The predominant patient population affected were males (13 M, 7 F) with an average age of 45.3 years old with age range 7 months to 70 years. Common clinical presentations included paresthesia and sensory deficits of the lower limbs, urinary retention, paraplegia and hyperactive reflexes. MRI of this patient population revealed non-enhancing longitudinal hyperintensities and extending from the cervical spine to the thoracic spine [19,20,21,22,23,24] rest had short segment intrameduallary spinal cord lesion, case by Joyce K et.al and Trevisani had normal MRI imaging [8, 13]. Predominant cerebral spinal fluid (CSF) analyses revealed normal white blood cells (WBC) and relatively normal glucose and elevated protein levels. Oligoclonal bands, NMO and MOG were either absent or not reported. Patients improved with IVMP and/or PLEX therapy. All of the 20 confirmed cases showed at least partial symptomatic improvement. Four cases had only partial improvement, while 16 had near complete resolution of symptoms. Based on the literature, IVMP ± IVIG may improve the clinical course in post-vaccination acute transverse myelitis (Refer Table 1).

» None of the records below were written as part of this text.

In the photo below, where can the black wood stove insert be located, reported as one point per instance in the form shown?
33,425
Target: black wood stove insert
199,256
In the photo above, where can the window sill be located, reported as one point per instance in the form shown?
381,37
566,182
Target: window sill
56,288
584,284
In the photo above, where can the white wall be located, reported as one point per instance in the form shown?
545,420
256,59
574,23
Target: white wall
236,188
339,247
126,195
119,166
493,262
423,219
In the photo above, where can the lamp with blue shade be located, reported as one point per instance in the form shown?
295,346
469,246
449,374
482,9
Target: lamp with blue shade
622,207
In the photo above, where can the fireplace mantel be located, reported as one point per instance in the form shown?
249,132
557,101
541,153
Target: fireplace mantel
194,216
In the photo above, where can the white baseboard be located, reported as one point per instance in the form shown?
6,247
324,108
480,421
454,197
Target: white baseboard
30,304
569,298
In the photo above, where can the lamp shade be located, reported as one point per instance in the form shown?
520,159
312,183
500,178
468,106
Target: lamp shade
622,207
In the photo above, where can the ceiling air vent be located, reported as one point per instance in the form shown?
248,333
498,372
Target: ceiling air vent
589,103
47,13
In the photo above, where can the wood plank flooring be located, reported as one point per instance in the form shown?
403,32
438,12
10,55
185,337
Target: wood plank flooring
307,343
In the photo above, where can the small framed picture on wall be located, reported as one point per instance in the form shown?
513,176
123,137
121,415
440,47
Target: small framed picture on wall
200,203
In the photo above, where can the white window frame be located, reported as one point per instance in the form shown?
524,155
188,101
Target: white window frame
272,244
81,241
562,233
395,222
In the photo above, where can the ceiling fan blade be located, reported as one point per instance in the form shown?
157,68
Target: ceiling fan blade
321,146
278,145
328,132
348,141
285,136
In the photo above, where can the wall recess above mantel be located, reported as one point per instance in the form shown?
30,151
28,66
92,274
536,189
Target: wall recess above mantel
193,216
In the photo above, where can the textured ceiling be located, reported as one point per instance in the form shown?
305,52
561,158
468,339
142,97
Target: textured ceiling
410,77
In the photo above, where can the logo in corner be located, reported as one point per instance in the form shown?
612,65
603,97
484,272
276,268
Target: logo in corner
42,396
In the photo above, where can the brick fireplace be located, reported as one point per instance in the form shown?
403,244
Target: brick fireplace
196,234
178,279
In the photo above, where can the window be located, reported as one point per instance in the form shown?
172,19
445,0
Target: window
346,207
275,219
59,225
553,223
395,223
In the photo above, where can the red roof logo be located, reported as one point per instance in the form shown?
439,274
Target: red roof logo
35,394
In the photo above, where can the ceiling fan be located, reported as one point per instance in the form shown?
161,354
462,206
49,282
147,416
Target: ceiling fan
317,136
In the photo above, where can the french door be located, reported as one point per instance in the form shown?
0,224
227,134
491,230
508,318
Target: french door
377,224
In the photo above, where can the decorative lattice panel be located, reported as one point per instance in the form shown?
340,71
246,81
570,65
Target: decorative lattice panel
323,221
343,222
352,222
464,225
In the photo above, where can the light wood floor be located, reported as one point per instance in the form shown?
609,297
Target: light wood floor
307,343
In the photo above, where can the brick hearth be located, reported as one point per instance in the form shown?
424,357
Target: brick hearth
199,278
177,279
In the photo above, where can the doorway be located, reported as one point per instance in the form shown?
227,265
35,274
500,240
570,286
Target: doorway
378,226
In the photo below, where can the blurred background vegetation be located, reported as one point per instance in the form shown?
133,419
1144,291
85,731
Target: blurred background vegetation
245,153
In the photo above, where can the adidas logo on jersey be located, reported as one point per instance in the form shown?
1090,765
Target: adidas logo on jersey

These reports may not be able to identify causality as no distinction can be made between infectious and other etiology. However, a higher vigilance may provide further insights of the disease, its pathophysiology and vaccination implications. This may be determined whether any association is the cause of the higher frequency of TM observed post vaccination. It may be required to undergo risk-benefit analysis to determine the continuation of vaccination. However, as of now, vaccination seem to outweigh the risks, and a full-fledged vaccination campaign should be continued.

Conclusion

As the neurologic impact of the COVID-19 pandemic keeps growing, vaccine-related disorders are coming to our notice. Certainly, diligent reporting is needed for a better judgment of the actual relevance and potential risk. We will need to perform a detailed risk-benefit analysis to determine the course of action concerning vaccines if such events increase in significance. The rarity of such an occurrence should currently not deter the use of vaccines, since global vaccination represents the most important strategy to fight this pandemic.